L'art de brouiller les pistes selon Les Louanges

Vincent Roberge a appris à jouer de la guitare sur du Jean Leloup, a fait des études en jazz, écoute «énormément» de rap et de R&B, voue presque un culte à Frank Ocean et cite Richard Desjardins (plus précisément son album «Boom Boom») parmi ses exemples d’auteurs-compositeurs. Sous le nom Les Louanges, le jeune artiste a pigé dans toutes ces influences pour livrer «La nuit est une panthère», un premier album complet qui arrive là où on ne l’attendait pas.

Démystifions d’abord ce nom, qui laisse croire qu’on a affaire à un groupe plutôt qu’à un projet solo. Quand est venu le temps de se lancer, il n’était pas question pour le musicien de mettre de l’avant le nom inscrit sur son certificat de naissance. «C’est plate, Vincent Roberge, là!» lance au bout du fil le natif de Lévis, installé à Montréal depuis quelques années.

Souhaitant éviter son nom «bien “keb” avec rien de déstabilisant», l’idée lui est alors venue de reprendre le surnom qui lui avait été donné au secondaire et au cégep. Surnom aux origines qu’il préfère garder floues. «Je ne l’ai pas trop choisi, mais ç’a collé, explique-t-il. Au moment de faire mon projet, je suis passé par plein d’idées. Finalement, je suis retourné jaser avec mes chummys de Lévis et on aurait dit que c’était le seul truc qui ressortait et qui fonctionnait. Les Louanges, c’est même écrit dans mon [album] de finissants. Ça venait de mon côté un peu plus exubérant, faut croire.»

D’ailleurs et d’ici
Quand on lui demande de décrire ses racines musicales, Vincent Roberge plonge. «Le premier CD que j’ai acheté, c’est Demon Days de Gorillaz et encore aujourd’hui, il est dans mon char. J’écoute énormément de rap, qu’il soit “keb” ou américain. Je suis un gros fan de R&B. Je dis souvent que l’idéal, ça serait juste être Frank Ocean dans la vie. […] En même temps, quand j’étais au secondaire, c’était Odd Future qui commençait. J’ai beaucoup grandi [en écoutant ça]», résume le volubile artiste, avant de se raviser. «Grandi… Ça ne fait quand même pas si longtemps! Mon début de secondaire, ça fait neuf ans. Là, je vais pogner le 23. Je ne pourrai plus être un ti-cul indéfiniment», ajoute-t-il en riant.

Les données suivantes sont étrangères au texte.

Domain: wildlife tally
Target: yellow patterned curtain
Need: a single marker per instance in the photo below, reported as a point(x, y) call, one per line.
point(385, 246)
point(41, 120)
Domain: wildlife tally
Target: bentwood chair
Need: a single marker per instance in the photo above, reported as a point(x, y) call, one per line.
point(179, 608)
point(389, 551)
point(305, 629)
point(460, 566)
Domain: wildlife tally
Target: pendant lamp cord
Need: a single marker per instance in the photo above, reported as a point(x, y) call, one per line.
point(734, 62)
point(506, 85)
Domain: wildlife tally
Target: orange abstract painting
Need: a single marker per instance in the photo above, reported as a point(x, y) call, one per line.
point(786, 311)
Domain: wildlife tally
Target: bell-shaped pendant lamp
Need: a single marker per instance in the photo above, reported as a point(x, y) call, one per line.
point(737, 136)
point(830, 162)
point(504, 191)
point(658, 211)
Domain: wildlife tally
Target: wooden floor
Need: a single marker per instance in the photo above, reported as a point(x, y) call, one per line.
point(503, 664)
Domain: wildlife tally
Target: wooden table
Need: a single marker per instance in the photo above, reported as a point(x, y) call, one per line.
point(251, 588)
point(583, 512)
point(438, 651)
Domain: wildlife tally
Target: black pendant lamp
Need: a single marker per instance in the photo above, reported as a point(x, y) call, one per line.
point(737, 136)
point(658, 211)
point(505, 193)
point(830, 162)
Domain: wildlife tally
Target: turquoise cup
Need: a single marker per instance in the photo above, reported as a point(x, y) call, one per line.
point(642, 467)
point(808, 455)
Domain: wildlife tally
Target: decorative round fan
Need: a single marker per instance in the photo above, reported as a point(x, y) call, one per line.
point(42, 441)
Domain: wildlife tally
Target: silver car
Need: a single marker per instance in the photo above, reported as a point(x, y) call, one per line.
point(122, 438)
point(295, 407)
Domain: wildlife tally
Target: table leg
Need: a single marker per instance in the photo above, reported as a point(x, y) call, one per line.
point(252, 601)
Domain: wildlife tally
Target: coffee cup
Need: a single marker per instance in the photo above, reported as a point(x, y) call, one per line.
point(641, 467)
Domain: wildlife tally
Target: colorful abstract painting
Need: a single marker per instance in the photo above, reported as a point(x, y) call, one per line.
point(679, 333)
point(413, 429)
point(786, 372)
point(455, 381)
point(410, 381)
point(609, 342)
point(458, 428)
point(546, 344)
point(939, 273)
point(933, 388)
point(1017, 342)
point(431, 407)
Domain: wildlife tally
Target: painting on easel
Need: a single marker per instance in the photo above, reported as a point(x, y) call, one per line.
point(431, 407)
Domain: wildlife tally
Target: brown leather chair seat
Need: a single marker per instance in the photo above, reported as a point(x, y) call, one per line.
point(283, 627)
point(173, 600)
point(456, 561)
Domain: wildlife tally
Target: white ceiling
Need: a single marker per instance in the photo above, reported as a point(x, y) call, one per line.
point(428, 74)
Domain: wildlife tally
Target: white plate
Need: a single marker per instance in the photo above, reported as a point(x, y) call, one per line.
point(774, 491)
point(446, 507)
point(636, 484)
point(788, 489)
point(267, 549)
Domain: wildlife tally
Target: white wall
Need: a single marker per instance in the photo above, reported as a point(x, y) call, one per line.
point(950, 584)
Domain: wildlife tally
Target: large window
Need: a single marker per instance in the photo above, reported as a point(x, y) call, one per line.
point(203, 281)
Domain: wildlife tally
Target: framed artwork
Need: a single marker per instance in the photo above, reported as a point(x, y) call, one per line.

Vincent Roberge enchaîne du même souffle qu’il connaît aussi ses classiques d’ici, qui ont également nourri sa création. «J’essayais d’être le plus québécois possible sur une musique qui est manifestement d’influences extérieures, confirme l’auteur-compositeur-interprète. Je me suis vraiment inspiré du rap “keb”. Mais en même temps, j’ai voulu aller chercher une dimension politique, comme Richard Desjardins pouvait le faire, avec un langage ultra vernaculaire.»

L’école de la rue
Avant d’arriver avec l’album La nuit est une panthère, qu’il a coréalisé avec Félix Petit, Vincent Roberge a fait ses classes. Le multi-instrumentiste a fait bonne figure au Festival de la chanson de Granby en 2015 et aux Francouvertes l’an dernier. Il s’était aussi déjà commis sur le minialbum Le mercure en 2016.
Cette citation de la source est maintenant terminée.